Yes it was an ascii keyboard so if it worked, the interface to the Apple-1 is easy.  It just had a lot of bad chips which were soldered in.  

corey cohen
uǝɥoɔ ʎǝɹoɔ

> On Jan 12, 2017, at 11:43 AM, Brad H <vintagecomputer at bettercomputing.net> wrote:
> 
> 
> 
> -------- Original message --------
> From: Corey Cohen <AppleCorey at optonline.net> 
> Date: 2017-01-12  3:25 AM  (GMT-08:00) 
> To: "General Discussion: On-Topic Posts" <cctech at classiccmp.org> 
> Cc: "General Discussion: On-Topic and Off-Topic Posts" <cctalk at classiccmp.org> 
> Subject: Re: Sol Terminal Color Photo, and PROMs 
> 
> The keyboard looks like a variant of the keyboard on display at the Victoria and Albert Museum in London right now attached to the Apple-1.   It was a giant pain to get it working correctly.  I didn't have good schematics so had to create a ton of notes and pseudo schematics using a ohm meter, scope and logic analyzer.  It was very satisfying to get it working :-)
> 
> The V&A keyboard is KTC-065-01466. 
> 
> There is a story on the sol-20 prototype proms, if I recall correctly, in the book "Fire in the valley".    
> 
> Cheers,
> Corey 
> 
> corey cohen
> uǝɥoɔ ʎǝɹoɔ
> 
>> On Jan 12, 2017, at 12:50 AM, Brad H <vintagecomputer at bettercomputing.net> wrote:
>> 
>> Hey guys,
>> 
>> 
>> 
>> Does anyone know if any color photos exist of the Sol 'Intelligent Terminal'
>> that appeared on the cover of Popular Electronics, July 1976?  I just
>> discovered that that Keytronics keyboard I bought on ebay (the one parted
>> out from a mystery 8080 terminal of some sort) is the same one they used for
>> the PE cover unit.  I found the artwork tonight on sol20.org for the
>> original PCB.  If I could find a color photo it'd at least be possible to
>> build a replica of that unit someday.
>> 
>> 
>> 
>> I was curious too if anyone knew the story behind the four optional PROM ICs
>> that could be installed on the board.  The article only says 'Optional,
>> write in for details'.  Can't find any more info than that anywhere.  I
>> understand Processor Technology sort of dodged around PE's reluctance to
>> publish any more computer articles, and I'm wondering if the terminal could
>> be turned into a full blown computer with the aid of those PROMs.
>> 
>> 
>> 
>> To refresh - this is the keyboard I bought.

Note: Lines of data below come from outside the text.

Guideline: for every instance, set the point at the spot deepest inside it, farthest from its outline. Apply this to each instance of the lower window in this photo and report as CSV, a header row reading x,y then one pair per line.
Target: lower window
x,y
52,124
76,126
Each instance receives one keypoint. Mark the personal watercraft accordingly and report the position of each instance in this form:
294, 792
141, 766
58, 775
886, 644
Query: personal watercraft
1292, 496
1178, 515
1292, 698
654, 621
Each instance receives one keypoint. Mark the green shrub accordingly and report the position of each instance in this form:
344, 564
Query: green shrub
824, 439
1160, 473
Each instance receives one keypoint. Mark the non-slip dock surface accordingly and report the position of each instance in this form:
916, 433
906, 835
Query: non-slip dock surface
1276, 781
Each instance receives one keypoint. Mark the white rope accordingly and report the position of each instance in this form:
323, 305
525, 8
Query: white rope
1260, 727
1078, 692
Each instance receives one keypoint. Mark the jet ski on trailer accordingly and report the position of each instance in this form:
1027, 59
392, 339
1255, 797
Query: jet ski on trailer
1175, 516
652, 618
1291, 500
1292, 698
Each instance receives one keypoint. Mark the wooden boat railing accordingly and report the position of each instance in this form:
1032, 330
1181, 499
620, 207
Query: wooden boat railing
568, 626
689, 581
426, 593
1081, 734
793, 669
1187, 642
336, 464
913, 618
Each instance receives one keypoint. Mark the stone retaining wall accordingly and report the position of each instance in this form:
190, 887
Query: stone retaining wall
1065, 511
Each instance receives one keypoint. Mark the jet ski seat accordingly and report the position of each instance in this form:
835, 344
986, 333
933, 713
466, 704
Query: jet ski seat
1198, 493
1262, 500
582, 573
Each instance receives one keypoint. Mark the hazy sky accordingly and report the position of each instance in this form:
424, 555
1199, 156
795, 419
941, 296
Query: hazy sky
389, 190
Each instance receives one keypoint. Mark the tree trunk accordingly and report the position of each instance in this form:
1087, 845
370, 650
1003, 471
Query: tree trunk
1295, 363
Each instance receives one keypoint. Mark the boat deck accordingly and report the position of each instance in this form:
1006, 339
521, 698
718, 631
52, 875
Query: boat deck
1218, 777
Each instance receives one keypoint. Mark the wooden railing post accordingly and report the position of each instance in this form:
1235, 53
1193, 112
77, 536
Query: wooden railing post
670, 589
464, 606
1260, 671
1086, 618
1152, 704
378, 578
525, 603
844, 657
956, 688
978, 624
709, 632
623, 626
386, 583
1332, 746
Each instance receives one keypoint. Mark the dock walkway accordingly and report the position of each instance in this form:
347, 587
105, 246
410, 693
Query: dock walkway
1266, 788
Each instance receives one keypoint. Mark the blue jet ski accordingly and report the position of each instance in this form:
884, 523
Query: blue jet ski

>> https://drive.google.com/file/d/0B4pq0-BHd2x6eHNhTWVGZkhxRFk/view?usp=sharin
>> g
>> 
>> 
>> 
>> Definitely seems to be the same one - just different colors and legends on
>> the keys themselves.
>> 
>> 
>> 
>> Brad
>> 
> 
> Thanks Corey!
> From what I've read around about this terminal.. PE didn't want to do any more articles on computers so Processor Tech sort of stripped down what was to become their Terminal Computer, calling it just a terminal for the article, although apparently the motherboard design changed to what's in the Sol 20.  I'll look for that book.  It's interesting that this first terminal isn't better documented.  Or that PE didn't take one color photo of the first unit.
> Was the output on the keyboard you worked on ASCII at least?